Peter Stumpf in Concert

Doors open at 2:30 pm

$20 Adults, $15 Members/Students with I.D.

Peter Stumpf is professor of cello at the Indiana University Jacobs School of Music. Prior to his appointment, he was principal cellist of the Los Angeles Philharmonic for 9 years. Stumpf’s tenure in Los Angeles followed 12 years as associate principal cellist of the Philadelphia Orchestra. He began his professional career at the age of 16, winning a position in the cello section of the Hartford Symphony Orchestra. He received a bachelor’s degree from the Curtis Institute of Music and an Artist’s Diploma from the New England Conservatory.

A dedicated chamber musician, he is a member of the Johannes String Quartet and has appeared on the chamber music series at Carnegie Hall, Kennedy Center, Walt Disney Concert Hall, the concert halls of Cologne, the Concertgebouw in Amsterdam, and at Casals Hall in Tokyo, as well as with the Boston Celebrity Series and the Da Camera Society in Los Angeles. He has performed with the chamber music societies of Boston and Philadelphia, at the Casals Festival in Puerto Rico and at the Festivals of Marlboro, Santa Fe, Bridgehampton, Ottawa, Great Lakes, Ojai, Spoleto, and Aspen. Stumpf has toured with Music from Marlboro, the Casals Hall Ensemble in Japan, and with pianist Mitsuko Uchida in performances of the complete Mozart Piano Trios. He has collaborated with pianists Leif Ove Andsnes, Emmanuel Ax, Jorge Bolet, Yefim Bronfman, Radu Lupu, Wolfgang Sawallisch, Andras Schiff, Jean Yves Thibaudet, Mitsuko Uchida, and with the Emerson and Guarneri String Quartets. Most recently, the Johannes Quartet has collaborated with the Guarneri Quartet on tour including commissions from composers William Bolcom and Esa Pekka Salonen.

Peter has made concerto appearances with the Boston Symphony, the Philadelphia Orchestra, the Los Angeles Philharmonic, the Boston Philharmonic, the Colorado Philharmonic, the Virginia Symphony, the Vermont Symphony, the Connecticut String Orchestra, the Chamber Orchestra of the South Bay, the American Youth Symphony, and at the Aspen Music Festival. As a recitalist he has performed at the Universities of Hartford, Syracuse, and Delaware, at Jordan Hall in Boston, and at the Philips and Corcoran Galleries in Washington D.C. He recently performed the Six Suites for Solo Cello of J. S. Bach on the Philadelphia Chamber Music Society Series and on the Chamber Music in Historic Sites Series in Los Angeles.

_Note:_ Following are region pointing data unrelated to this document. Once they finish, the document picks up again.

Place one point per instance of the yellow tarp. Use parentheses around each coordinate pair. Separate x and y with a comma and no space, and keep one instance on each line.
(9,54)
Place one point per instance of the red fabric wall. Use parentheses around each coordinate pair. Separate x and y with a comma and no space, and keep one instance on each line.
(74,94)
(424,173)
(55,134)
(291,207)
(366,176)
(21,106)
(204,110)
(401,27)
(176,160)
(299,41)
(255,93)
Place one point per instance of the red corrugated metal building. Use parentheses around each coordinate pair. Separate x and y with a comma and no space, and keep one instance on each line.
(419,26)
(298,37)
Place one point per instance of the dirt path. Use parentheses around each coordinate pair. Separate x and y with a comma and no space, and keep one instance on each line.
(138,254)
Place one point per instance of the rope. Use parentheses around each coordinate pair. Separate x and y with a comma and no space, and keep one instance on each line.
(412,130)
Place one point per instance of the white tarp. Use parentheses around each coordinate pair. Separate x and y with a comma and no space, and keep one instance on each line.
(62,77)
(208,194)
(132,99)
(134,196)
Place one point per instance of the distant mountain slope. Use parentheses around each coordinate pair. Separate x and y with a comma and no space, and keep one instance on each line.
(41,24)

His awards include first prize in the Washington International Competition, the Graham-Stahl Competition, the Aspen Concerto Competition and second Prize in the Evian International String Quartet Competition.

As a former member of the Boston Musica Viva, he has explored extended techniques including microtonal compositions and numerous premieres. As a teacher he has served on the cello faculty of the Hartt School of Music at the University of Hartford, the New England Conservatory, and as guest artist faculty at the Curtis Institute of Music, the Yellow Barn Music Festival and the Musicorda Summer String Program. Stumpf has conducted masterclasses at the Hong Kong Academy of Performing Arts, Manhattan and Mannes Schools of Music, Iowa and Pennsylvania State Universities, the Royal Conservatory of Music in Toronto, Seoul National University, Temple University, and at the Universities ofDelaware, Indiana, and Michigan. He is currently on the cello faculty of the University of Southern California as well.

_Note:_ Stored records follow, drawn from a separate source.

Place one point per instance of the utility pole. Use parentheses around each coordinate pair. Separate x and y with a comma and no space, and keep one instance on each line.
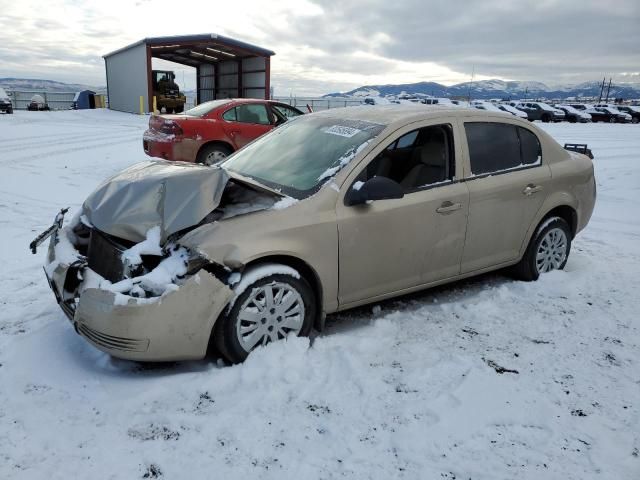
(601,89)
(473,71)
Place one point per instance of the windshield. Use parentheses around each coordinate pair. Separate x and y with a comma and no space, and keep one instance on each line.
(205,108)
(303,154)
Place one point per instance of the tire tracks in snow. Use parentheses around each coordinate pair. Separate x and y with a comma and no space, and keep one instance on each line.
(89,146)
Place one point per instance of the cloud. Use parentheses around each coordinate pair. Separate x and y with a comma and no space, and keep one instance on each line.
(332,45)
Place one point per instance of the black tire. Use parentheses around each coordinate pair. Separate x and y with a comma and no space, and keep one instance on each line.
(212,154)
(527,268)
(225,337)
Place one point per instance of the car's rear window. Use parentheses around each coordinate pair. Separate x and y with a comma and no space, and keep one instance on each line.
(498,147)
(205,108)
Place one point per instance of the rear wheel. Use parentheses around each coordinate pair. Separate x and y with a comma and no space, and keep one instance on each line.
(548,250)
(213,154)
(266,311)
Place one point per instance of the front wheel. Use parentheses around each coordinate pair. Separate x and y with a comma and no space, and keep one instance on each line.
(548,250)
(266,311)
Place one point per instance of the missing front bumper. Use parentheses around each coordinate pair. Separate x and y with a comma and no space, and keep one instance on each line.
(175,326)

The Museum is pleased to host Mr. Stumpf for his Glencairn debut where he will play a Nicolo Amati cello made in 1642, on loan from Lachlan Pitcairn, son of Raymond Pitcairn who designed and built Glencairn as the family home where Lachlan once lived. He will perform works by Bach, Beethoven and Chopin.

At the conclusion of the concert the audience is invited to meet the performers at a reception where light refreshments will be served, and ride up nine floors in the Museum’s elevator to the tower observation deck, with its commanding view of the local area and the Philadelphia skyline.